I can’t tell you if this translation is better than others or deep meanings about Beowulf. But I enjoyed it.

Book-length poetry

In Paris with You was a unique book for me, despite its somewhat formulaic romance plot (which isn’t a bad thing!). Why?

  • It’s translated from the original French, which means that the takes on the characters are different than you might get in a book originally in English. Specifically, Eugene is allowed to be slightly depressed, and that’s totally normal.
  • The hero is named Eugene.
  • It’s a book-length poem. I read poetry infrequently enough that the language that the authors uses is different enough, more emotional and less action-oriented, that it was refreshing.
  • It’s got a lovely happy-for-now ending that leaves open a proper happy ending.

In Paris with You was a great Sunday afternoon read. Would recommend.

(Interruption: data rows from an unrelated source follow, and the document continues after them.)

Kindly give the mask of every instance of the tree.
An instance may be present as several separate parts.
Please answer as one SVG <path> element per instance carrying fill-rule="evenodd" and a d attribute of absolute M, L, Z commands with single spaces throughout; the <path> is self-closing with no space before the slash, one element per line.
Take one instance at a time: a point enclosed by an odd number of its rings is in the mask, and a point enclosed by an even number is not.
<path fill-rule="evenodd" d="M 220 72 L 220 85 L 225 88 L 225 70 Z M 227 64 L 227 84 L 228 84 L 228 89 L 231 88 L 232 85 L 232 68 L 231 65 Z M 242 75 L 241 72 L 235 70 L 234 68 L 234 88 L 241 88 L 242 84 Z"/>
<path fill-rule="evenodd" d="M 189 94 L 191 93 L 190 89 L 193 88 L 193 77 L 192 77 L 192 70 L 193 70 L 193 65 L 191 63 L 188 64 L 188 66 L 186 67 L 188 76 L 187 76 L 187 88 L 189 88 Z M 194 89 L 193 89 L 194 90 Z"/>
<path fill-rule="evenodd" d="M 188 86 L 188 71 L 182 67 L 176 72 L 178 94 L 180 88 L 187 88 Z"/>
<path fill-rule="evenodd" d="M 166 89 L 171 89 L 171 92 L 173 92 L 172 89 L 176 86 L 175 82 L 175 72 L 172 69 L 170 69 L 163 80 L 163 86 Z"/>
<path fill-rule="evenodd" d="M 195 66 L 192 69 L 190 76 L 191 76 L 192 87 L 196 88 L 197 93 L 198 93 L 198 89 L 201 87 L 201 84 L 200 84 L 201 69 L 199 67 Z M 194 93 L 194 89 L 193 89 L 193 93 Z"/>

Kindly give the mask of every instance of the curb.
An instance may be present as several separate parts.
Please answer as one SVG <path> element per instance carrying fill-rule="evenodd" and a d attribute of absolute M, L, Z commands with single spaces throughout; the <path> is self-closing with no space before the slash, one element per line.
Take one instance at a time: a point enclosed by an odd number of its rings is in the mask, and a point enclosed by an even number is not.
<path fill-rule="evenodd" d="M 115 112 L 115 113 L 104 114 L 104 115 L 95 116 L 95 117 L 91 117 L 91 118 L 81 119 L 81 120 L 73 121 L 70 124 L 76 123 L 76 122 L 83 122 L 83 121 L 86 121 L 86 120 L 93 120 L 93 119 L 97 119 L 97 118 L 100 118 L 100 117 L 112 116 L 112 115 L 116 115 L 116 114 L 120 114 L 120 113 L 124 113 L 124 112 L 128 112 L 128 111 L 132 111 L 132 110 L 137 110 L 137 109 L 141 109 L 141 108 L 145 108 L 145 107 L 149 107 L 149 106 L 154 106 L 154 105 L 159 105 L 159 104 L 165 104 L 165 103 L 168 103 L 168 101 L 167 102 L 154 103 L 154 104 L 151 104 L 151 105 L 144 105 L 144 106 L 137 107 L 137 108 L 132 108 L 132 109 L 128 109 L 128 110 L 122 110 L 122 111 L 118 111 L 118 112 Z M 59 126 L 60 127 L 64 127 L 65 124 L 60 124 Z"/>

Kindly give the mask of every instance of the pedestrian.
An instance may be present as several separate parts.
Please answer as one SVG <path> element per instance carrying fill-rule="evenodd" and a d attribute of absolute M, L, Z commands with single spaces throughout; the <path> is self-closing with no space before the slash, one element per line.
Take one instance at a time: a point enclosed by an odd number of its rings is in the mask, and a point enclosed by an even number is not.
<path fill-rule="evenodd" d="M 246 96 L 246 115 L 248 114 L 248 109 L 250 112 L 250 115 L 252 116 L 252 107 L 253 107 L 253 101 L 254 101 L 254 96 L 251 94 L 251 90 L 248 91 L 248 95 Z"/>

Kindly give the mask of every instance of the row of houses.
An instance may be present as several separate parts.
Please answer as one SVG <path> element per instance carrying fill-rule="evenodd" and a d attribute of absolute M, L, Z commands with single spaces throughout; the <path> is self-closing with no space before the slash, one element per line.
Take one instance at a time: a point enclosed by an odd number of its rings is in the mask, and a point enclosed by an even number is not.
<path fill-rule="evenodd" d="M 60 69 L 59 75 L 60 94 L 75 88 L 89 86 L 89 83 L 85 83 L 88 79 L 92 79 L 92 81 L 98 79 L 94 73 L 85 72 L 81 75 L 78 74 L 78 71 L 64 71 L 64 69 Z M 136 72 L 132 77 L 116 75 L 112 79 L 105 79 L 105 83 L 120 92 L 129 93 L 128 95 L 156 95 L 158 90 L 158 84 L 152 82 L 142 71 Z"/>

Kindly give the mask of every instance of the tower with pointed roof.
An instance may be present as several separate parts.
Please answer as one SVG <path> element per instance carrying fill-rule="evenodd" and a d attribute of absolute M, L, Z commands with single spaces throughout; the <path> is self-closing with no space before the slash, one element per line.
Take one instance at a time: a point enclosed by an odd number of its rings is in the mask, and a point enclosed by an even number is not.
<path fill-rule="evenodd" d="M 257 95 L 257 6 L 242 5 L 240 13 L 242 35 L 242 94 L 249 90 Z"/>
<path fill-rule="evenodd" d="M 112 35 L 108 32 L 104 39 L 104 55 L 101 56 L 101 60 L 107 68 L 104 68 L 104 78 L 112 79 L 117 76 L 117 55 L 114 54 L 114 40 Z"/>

A building with a long history

The Colosseum

What’s it about?
The Colosseum is an entire book about the building in Rome. The book covers the building from before it was built – back when the land was a pond in Nero’s palace – through the gladiatorial games of the Ancient Roman empire to its repurposing in the middle ages for various purposes and finally to the tourist attraction we have today.

Why should you read it?
The Colosseum has had a remarkably long life that covers a wide swath of history. It is fascinating, to me anyway, to read about the repurposing of private land (Nero’s palace) into public land (the Colosseum was open to everyone) as a political tactic, even in ancient times.

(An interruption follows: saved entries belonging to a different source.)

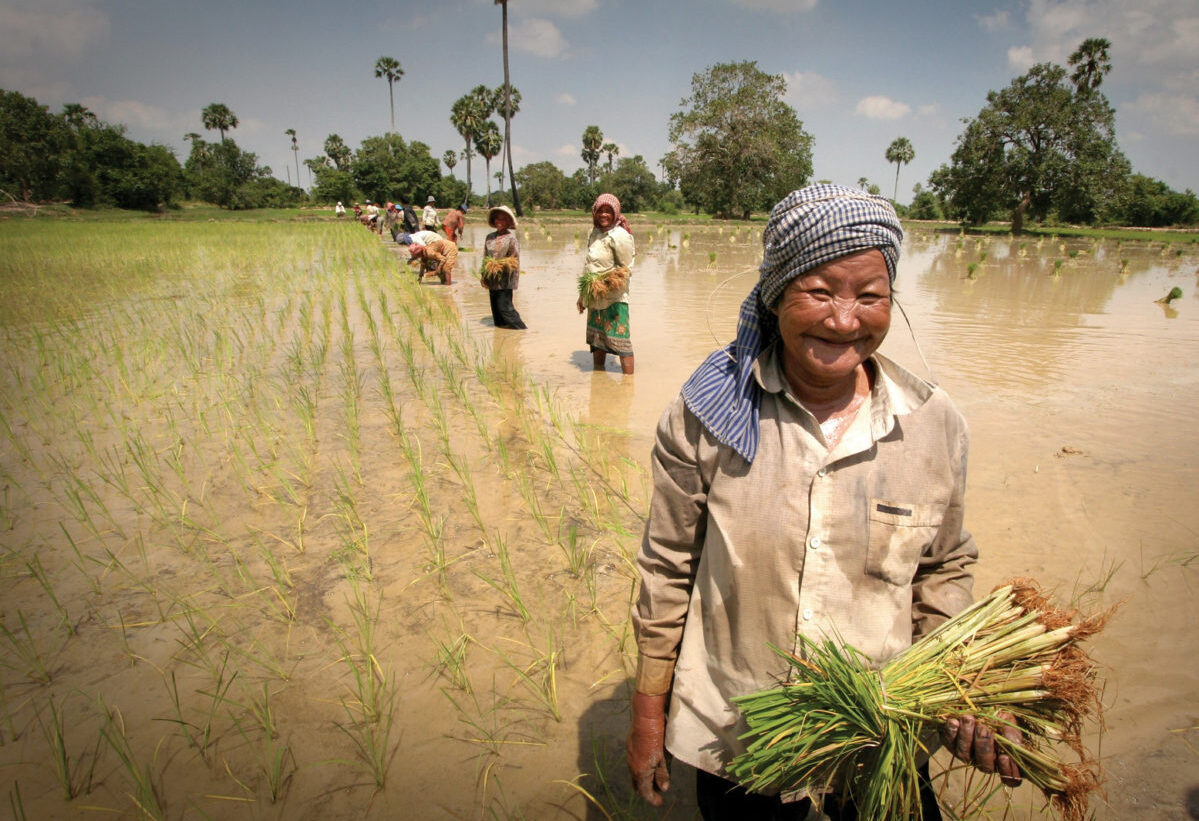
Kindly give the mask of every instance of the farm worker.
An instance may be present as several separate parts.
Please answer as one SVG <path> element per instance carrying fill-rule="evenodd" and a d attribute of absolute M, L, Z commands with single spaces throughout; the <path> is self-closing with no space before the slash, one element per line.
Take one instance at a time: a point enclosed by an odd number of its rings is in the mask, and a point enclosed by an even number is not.
<path fill-rule="evenodd" d="M 797 632 L 837 636 L 881 664 L 971 602 L 966 424 L 944 391 L 876 353 L 902 236 L 882 197 L 837 185 L 789 194 L 763 233 L 736 339 L 658 422 L 627 748 L 651 804 L 669 786 L 669 750 L 696 768 L 705 819 L 806 817 L 802 793 L 749 793 L 724 777 L 745 750 L 730 699 L 786 673 L 769 644 L 798 653 Z M 945 738 L 1019 783 L 992 732 L 963 716 Z M 923 786 L 924 818 L 939 818 L 927 770 Z M 857 817 L 835 797 L 823 809 Z"/>
<path fill-rule="evenodd" d="M 458 262 L 458 246 L 456 244 L 439 237 L 427 245 L 412 243 L 408 246 L 408 253 L 412 254 L 412 258 L 417 260 L 421 266 L 420 272 L 416 275 L 417 282 L 424 279 L 426 273 L 432 272 L 437 274 L 442 285 L 454 284 L 454 265 Z"/>
<path fill-rule="evenodd" d="M 432 195 L 425 200 L 425 210 L 421 212 L 421 227 L 426 231 L 437 230 L 437 200 Z"/>
<path fill-rule="evenodd" d="M 370 200 L 366 201 L 366 219 L 364 222 L 371 230 L 374 230 L 375 223 L 379 219 L 379 206 L 375 205 Z"/>
<path fill-rule="evenodd" d="M 441 239 L 436 231 L 415 231 L 411 234 L 399 234 L 396 242 L 400 245 L 428 245 L 435 239 Z"/>
<path fill-rule="evenodd" d="M 633 341 L 629 336 L 629 269 L 637 249 L 629 221 L 620 213 L 620 200 L 600 194 L 591 206 L 584 274 L 607 274 L 613 283 L 602 297 L 579 295 L 575 308 L 587 311 L 587 347 L 592 367 L 602 371 L 608 354 L 620 359 L 620 372 L 633 372 Z"/>
<path fill-rule="evenodd" d="M 466 203 L 451 208 L 441 221 L 441 227 L 445 229 L 446 238 L 450 242 L 457 242 L 462 236 L 462 229 L 466 227 Z"/>
<path fill-rule="evenodd" d="M 449 218 L 446 218 L 449 222 Z M 495 230 L 483 240 L 483 269 L 479 281 L 491 298 L 491 319 L 497 328 L 526 328 L 512 292 L 520 280 L 520 240 L 516 236 L 516 214 L 506 205 L 487 212 L 487 224 Z"/>
<path fill-rule="evenodd" d="M 420 230 L 420 219 L 416 216 L 416 210 L 405 202 L 400 203 L 400 224 L 408 233 Z"/>
<path fill-rule="evenodd" d="M 341 200 L 337 201 L 337 207 L 333 209 L 333 213 L 339 217 L 344 217 L 346 215 L 346 207 L 341 204 Z"/>

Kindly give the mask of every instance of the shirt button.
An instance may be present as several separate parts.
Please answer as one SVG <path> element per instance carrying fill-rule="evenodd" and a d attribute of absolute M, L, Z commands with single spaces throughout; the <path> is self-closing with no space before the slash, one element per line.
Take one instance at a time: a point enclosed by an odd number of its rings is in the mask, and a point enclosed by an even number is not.
<path fill-rule="evenodd" d="M 828 468 L 821 468 L 816 471 L 816 475 L 823 479 L 825 476 L 828 476 Z"/>
<path fill-rule="evenodd" d="M 812 620 L 812 611 L 810 609 L 803 611 L 803 618 L 804 618 L 804 621 L 811 621 Z"/>
<path fill-rule="evenodd" d="M 808 539 L 808 547 L 810 547 L 812 550 L 820 547 L 820 537 L 813 536 L 812 538 Z"/>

The success of the film Gladiator shows that we are still fascinated by them – Hopkins and Beard go over the lives of actual gladiators, discussing how often they fought, how likely were they to live, how they fit into the economy as a whole. It should be noted that there is no record of Christians being put to death in the Colosseum – those were stories put about after the end of the gladiatorial games.

Into the middle ages, we see that it was treated a bit like a quarry. Many stones were removed to build other, more immediately necessary buildings. It was also used as a place of business by various people. In the 1800s Lord Byron wrote verses about it and archaeologists began to study it. It’s apparently interesting to botanists as well; there are unique plants that grow in the Colosseum. Who knew?

Overall, if you’re planning a visit to Rome and want to see the Colosseum, I’d recommend reading this.